Há momentos na política brasileira em que a crítica atravessa o campo da disputa eleitoral e toca numa ferida estrutural do Estado. Quando o ex-prefeito de Salvador, ACM Neto, afirma que o PT “termina misturando o público com o privado”, ele não está apenas fazendo retórica de oposição: está vocalizando uma percepção que ecoa em amplos setores da sociedade e encontra respaldo em fatos concretos da vida institucional brasileira.

O caso das nomeações para os Tribunais de Contas, especialmente o TCM, é emblemático. Esposas de governadores, filhos de aliados políticos, parentes diretos de figuras centrais do poder ocupando cargos que deveriam primar pela independência, tecnicidade e controle rigoroso da coisa pública. É justamente aí que a fronteira entre o Estado e o partido se dissolve, criando uma confusão perigosa entre interesse público e conveniência política.

É fundamental reconhecer, com honestidade intelectual, que essa prática não é exclusividade do PT. A oposição, quando governou, também utilizou mecanismos semelhantes. O patrimonialismo é um vício histórico da política brasileira, atravessa governos, ideologias e partidos. No entanto, o que distingue o momento atual é a naturalização desse comportamento após duas décadas de hegemonia petista na Bahia e no plano nacional. O poder prolongado cria a ilusão de que o Estado pertence a um grupo político específico.

Nesse contexto, a crítica de ACM Neto ganha densidade política. Quando ele afirma que o PT já não consegue separar o que é público do que é partidário, ele aponta para um problema de cultura política, não apenas de estratégia eleitoral. A tentativa de impor uma chapa “puro-sangue”, reunindo Jerônimo, Rui Costa e Jaques Wagner, simboliza essa lógica de concentração de poder, como se a alternância democrática fosse um detalhe dispensável.
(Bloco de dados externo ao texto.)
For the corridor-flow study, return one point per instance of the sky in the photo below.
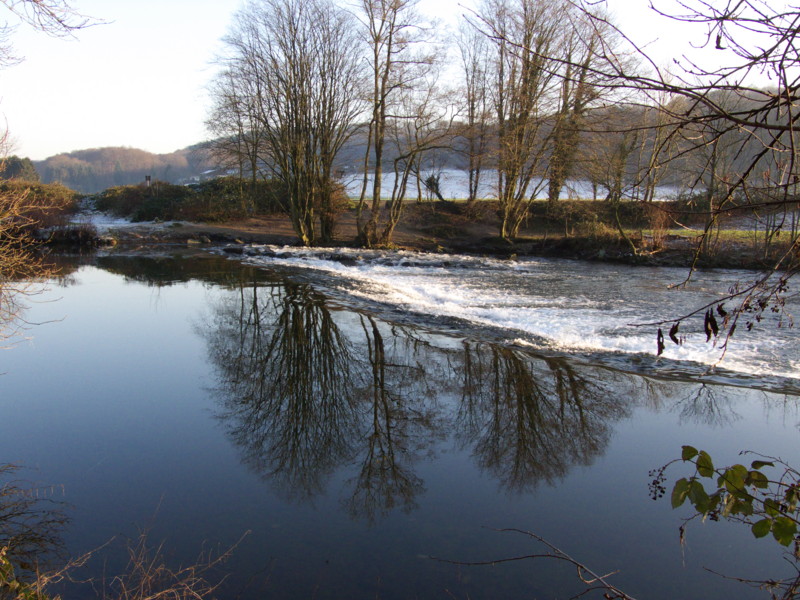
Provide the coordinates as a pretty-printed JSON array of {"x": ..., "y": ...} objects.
[{"x": 139, "y": 80}]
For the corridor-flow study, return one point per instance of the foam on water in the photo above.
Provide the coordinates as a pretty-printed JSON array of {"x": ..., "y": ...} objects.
[{"x": 561, "y": 304}]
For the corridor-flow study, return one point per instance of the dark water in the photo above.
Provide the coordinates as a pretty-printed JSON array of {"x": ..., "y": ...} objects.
[{"x": 208, "y": 400}]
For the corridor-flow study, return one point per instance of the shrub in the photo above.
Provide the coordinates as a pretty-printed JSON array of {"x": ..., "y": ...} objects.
[
  {"x": 39, "y": 205},
  {"x": 160, "y": 200}
]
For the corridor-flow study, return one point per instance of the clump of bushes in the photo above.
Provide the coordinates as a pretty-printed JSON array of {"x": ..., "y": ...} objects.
[
  {"x": 160, "y": 200},
  {"x": 220, "y": 199},
  {"x": 32, "y": 206}
]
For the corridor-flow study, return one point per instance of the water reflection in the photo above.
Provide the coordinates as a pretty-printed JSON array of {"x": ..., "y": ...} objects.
[
  {"x": 31, "y": 523},
  {"x": 286, "y": 381},
  {"x": 530, "y": 419},
  {"x": 306, "y": 388}
]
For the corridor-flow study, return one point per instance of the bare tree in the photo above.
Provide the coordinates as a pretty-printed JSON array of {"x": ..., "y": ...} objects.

A fala sobre “virar a panela” não é apenas uma metáfora eleitoral; é um chamado à ruptura com um modelo de governança que se fechou sobre si mesmo. Democracia saudável pressupõe alternância, oxigenação das ideias, limites claros entre governo, partido e Estado. Quando esses limites desaparecem, abre-se espaço para o aparelhamento institucional, para o enfraquecimento dos órgãos de controle e para a desconfiança generalizada da população.
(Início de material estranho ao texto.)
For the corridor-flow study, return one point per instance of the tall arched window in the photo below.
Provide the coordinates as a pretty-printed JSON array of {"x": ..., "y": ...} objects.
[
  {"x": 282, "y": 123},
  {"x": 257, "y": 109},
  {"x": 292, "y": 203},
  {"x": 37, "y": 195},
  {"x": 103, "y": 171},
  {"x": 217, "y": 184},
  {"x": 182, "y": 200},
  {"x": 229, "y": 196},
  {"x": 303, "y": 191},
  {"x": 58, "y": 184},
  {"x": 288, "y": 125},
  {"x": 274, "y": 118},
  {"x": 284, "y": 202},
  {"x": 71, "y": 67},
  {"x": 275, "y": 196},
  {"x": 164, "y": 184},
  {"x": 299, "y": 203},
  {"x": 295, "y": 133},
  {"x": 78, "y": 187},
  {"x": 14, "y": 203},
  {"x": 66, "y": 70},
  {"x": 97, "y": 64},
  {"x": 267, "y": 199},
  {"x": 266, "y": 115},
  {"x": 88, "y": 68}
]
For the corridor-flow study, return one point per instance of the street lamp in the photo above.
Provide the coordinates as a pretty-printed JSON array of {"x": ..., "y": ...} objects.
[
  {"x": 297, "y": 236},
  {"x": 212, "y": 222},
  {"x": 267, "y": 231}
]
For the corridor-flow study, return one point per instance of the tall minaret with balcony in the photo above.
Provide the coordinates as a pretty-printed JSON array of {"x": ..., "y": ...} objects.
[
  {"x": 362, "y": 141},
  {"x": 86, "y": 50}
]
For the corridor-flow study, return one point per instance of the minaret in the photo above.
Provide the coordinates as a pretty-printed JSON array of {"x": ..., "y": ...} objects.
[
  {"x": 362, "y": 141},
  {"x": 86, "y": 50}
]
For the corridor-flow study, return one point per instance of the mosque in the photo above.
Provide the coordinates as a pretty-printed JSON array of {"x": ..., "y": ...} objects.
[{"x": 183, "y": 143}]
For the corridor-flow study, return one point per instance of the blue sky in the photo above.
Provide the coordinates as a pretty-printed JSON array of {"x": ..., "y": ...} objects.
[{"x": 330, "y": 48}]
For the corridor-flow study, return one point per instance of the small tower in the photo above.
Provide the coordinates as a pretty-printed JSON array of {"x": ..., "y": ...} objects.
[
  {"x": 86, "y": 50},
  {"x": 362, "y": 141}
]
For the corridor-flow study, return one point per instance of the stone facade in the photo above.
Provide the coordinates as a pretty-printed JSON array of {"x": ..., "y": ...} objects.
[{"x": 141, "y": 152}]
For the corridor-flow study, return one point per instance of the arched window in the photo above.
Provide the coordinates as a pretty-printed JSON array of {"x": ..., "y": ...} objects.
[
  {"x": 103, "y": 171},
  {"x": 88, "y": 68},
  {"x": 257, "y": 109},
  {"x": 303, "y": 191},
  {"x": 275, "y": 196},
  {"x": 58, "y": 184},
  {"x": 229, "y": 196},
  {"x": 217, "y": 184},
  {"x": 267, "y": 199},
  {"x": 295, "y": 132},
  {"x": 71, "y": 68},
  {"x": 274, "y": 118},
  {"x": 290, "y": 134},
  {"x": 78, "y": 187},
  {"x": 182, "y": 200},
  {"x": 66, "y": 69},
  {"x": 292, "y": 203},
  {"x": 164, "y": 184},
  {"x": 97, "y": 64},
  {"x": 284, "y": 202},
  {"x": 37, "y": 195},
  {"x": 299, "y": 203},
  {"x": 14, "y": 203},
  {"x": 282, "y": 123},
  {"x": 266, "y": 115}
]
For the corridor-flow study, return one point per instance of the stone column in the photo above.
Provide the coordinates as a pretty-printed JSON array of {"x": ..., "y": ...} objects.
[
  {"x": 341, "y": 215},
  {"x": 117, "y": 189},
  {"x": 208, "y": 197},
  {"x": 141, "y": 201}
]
O diálogo aberto por ACM Neto com o senador Angelo Coronel também revela uma movimentação estratégica mais ampla: a tentativa de reorganizar a oposição em torno de um projeto que vá além da simples negação do PT. Ao mesmo tempo, sinaliza que a política é feita de pontes, não apenas de muros, especialmente quando se trata de construir uma alternativa real de poder em 2026.

O que está em disputa não é apenas quem ocupará cargos, mas que modelo de Estado queremos: um Estado capturado por interesses de oligárquico, familiares e partidários ou um Estado a serviço da sociedade, com instituições fortes, independentes e republicanas.

No fim das contas, a crítica de ACM Neto acerta no essencial. Misturar o público com o privado, o Estado com o partido, é um erro grave — ainda que historicamente compartilhado por muitos. Reconhecer isso não é defender a oposição cegamente, mas afirmar um princípio básico da democracia: o poder é transitório, o Estado é permanente e pertence ao povo, não a famílias, partidos ou projetos pessoais.